Moving the Conversation

This is a great source of relief for me. Because, you see, I always thought that you do care when you’re prattling at me. I thought the NFL draft really meant a lot to you, or that you were hoping I would have an interesting response. That you were disappointed that I don’t like football and all your hopes for making a new friend just got dashed.

I thought you really cared.

(Or in the case of truly meaningless talk like the weather, I thought that you hoped I’d say something clever and we’d hit it off.)

I thought all this because I am not wired to talk immediately to anyone I happen to be near, so the reason why other people do it has always been a mystery to me.

But Chomsky says you don’t really care. You don’t care any more than I do what we’re talking about, or how I respond (unless I suddenly get really offensive, I suppose). You’re just saying things out loud because it makes you feel good.

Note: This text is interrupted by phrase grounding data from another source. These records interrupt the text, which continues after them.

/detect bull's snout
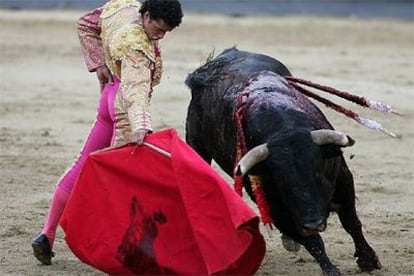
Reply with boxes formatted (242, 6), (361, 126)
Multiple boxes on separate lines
(301, 219), (326, 236)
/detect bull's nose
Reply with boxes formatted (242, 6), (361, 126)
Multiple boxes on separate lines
(303, 219), (326, 232)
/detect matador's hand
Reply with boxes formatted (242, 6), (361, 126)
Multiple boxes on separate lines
(131, 129), (151, 145)
(96, 65), (113, 93)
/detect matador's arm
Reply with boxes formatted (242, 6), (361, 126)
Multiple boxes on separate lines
(120, 50), (153, 132)
(77, 8), (105, 72)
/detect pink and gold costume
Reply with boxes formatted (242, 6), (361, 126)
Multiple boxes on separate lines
(78, 0), (162, 145)
(40, 0), (163, 248)
(59, 0), (164, 193)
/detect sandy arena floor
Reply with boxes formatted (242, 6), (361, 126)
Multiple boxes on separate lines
(0, 9), (413, 275)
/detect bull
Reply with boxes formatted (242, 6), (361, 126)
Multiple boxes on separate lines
(184, 47), (382, 275)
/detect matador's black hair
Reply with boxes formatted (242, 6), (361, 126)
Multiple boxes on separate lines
(140, 0), (183, 29)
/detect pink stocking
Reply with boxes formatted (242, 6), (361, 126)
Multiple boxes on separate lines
(41, 186), (69, 248)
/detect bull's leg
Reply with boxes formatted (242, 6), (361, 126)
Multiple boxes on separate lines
(296, 234), (341, 276)
(185, 108), (213, 164)
(333, 162), (382, 272)
(186, 141), (212, 165)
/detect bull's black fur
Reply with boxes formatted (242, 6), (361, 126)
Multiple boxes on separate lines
(185, 47), (381, 275)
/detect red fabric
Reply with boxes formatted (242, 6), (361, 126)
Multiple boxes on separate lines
(61, 128), (265, 275)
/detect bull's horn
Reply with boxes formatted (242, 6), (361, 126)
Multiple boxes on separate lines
(235, 144), (269, 177)
(311, 129), (355, 147)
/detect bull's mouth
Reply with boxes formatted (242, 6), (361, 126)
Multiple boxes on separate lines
(299, 220), (327, 236)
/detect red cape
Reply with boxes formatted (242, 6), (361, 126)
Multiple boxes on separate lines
(61, 128), (265, 275)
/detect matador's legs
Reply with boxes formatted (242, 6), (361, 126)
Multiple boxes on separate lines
(32, 80), (119, 265)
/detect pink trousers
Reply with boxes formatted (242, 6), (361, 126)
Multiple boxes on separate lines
(41, 79), (119, 247)
(59, 78), (119, 193)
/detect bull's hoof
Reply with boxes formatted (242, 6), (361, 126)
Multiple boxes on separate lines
(356, 255), (382, 272)
(281, 234), (301, 252)
(322, 267), (342, 276)
(32, 234), (55, 265)
(355, 248), (382, 272)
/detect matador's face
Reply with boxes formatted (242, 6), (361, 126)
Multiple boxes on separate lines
(142, 11), (172, 41)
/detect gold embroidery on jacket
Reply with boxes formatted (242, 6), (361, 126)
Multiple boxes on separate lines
(100, 1), (155, 77)
(152, 49), (162, 86)
(113, 92), (131, 147)
(120, 51), (153, 132)
(110, 25), (155, 62)
(101, 0), (139, 19)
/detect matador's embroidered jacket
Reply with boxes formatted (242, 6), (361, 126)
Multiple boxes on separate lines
(77, 0), (162, 146)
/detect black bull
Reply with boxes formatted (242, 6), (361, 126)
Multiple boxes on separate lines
(185, 47), (381, 275)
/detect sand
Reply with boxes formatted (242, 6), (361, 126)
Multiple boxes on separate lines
(0, 9), (413, 276)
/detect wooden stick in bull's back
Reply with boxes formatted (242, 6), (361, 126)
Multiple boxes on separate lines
(285, 76), (402, 116)
(286, 79), (401, 138)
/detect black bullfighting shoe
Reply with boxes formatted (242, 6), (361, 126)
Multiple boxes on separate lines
(32, 234), (55, 265)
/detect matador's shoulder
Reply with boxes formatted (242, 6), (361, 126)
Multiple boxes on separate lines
(109, 25), (155, 62)
(101, 0), (155, 62)
(101, 0), (141, 18)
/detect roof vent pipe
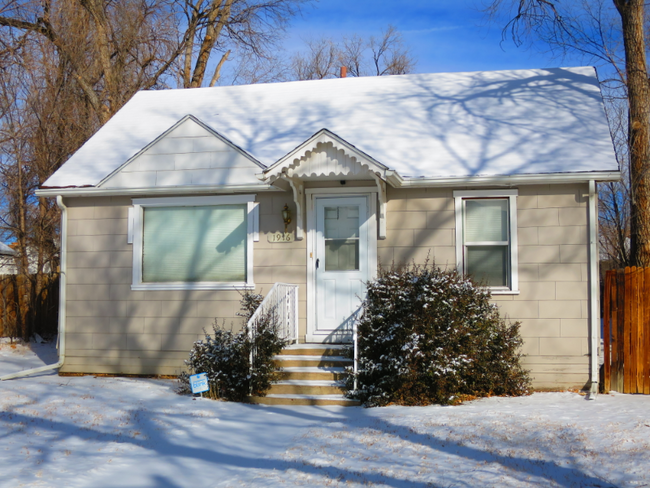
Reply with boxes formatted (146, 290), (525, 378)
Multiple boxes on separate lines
(340, 66), (347, 78)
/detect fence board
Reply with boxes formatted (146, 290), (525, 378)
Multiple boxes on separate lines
(612, 269), (625, 391)
(641, 268), (650, 395)
(603, 271), (612, 392)
(624, 267), (632, 393)
(614, 269), (623, 392)
(630, 268), (643, 393)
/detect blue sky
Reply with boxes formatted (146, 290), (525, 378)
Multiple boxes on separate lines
(283, 0), (589, 74)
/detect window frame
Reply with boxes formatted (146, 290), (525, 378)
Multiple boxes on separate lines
(453, 189), (519, 294)
(131, 195), (256, 291)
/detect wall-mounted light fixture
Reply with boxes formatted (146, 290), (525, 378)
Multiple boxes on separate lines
(282, 204), (291, 233)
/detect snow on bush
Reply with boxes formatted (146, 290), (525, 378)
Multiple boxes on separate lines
(346, 263), (532, 406)
(178, 291), (288, 402)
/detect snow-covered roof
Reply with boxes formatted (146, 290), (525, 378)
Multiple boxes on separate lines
(0, 242), (15, 256)
(43, 66), (618, 189)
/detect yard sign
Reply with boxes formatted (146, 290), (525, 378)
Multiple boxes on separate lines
(189, 373), (209, 394)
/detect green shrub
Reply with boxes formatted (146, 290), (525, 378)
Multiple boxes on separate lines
(346, 263), (531, 406)
(178, 291), (288, 402)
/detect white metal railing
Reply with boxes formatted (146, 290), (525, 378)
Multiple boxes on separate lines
(248, 283), (299, 390)
(353, 320), (358, 392)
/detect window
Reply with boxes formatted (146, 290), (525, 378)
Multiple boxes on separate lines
(324, 205), (360, 271)
(454, 190), (518, 293)
(130, 195), (256, 290)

Which means that really, when a stranger is making chit-chat, they are broadcasting garbage at me. My auto-responder is exactly the amount of my mental effort they deserve, because they’re just burping words near me for their own personal comfort. Not only am I not the asshole in this scenario, I’m sort of the victim.

Now I can’t deny that my own strange impulse—looking for any way to get out of the conversation, quickly—may be just as annoying to them as the word burping is to me. But at least now we’re in this together, both of us doing selfishly whatever we can for our own ease of comfort, with little regard for the other. I don’t really feel too bad about that.

With a friend it’s a little different. I can indulge a friend who needs to off-gas some words for their peace of mind. Maybe they had a bad day at work or an argument with their parents. But when I find myself daydreaming, I’m not really cheating them out of the great gift of my considered opinion. I’m giving them exactly what they want, which is someone who will listen while they put their thoughts “on paper” (paper being my ear) and organize what they think and feel about the situation. Chances are, any seeming clarity they get comes from that process of venting it all out—not from any advice I give.

Looking back over my life, my habit of not listening seems to always happen when the other person is broadcasting junk, when they aren’t really trying to transmit meaningful two-way communication. That tells me two things:

  1. Instead of feeling guilty about not paying much attention, I suppose I can feel comfortable with it. I’m giving them what they need (someone who will let them talk) without pretending they need anything more.
  2. If I can move a conversation toward meaningful two-way dialogue, as I did with the woman at the bus stop in the beginning of this essay, I will actually enjoy the conversation.

This is where I’d like your opinion (in a meaningful, two-way sense). The auto-responder may be just what someone needs, but what is the limit? When does it become just as rude as I always feared it was?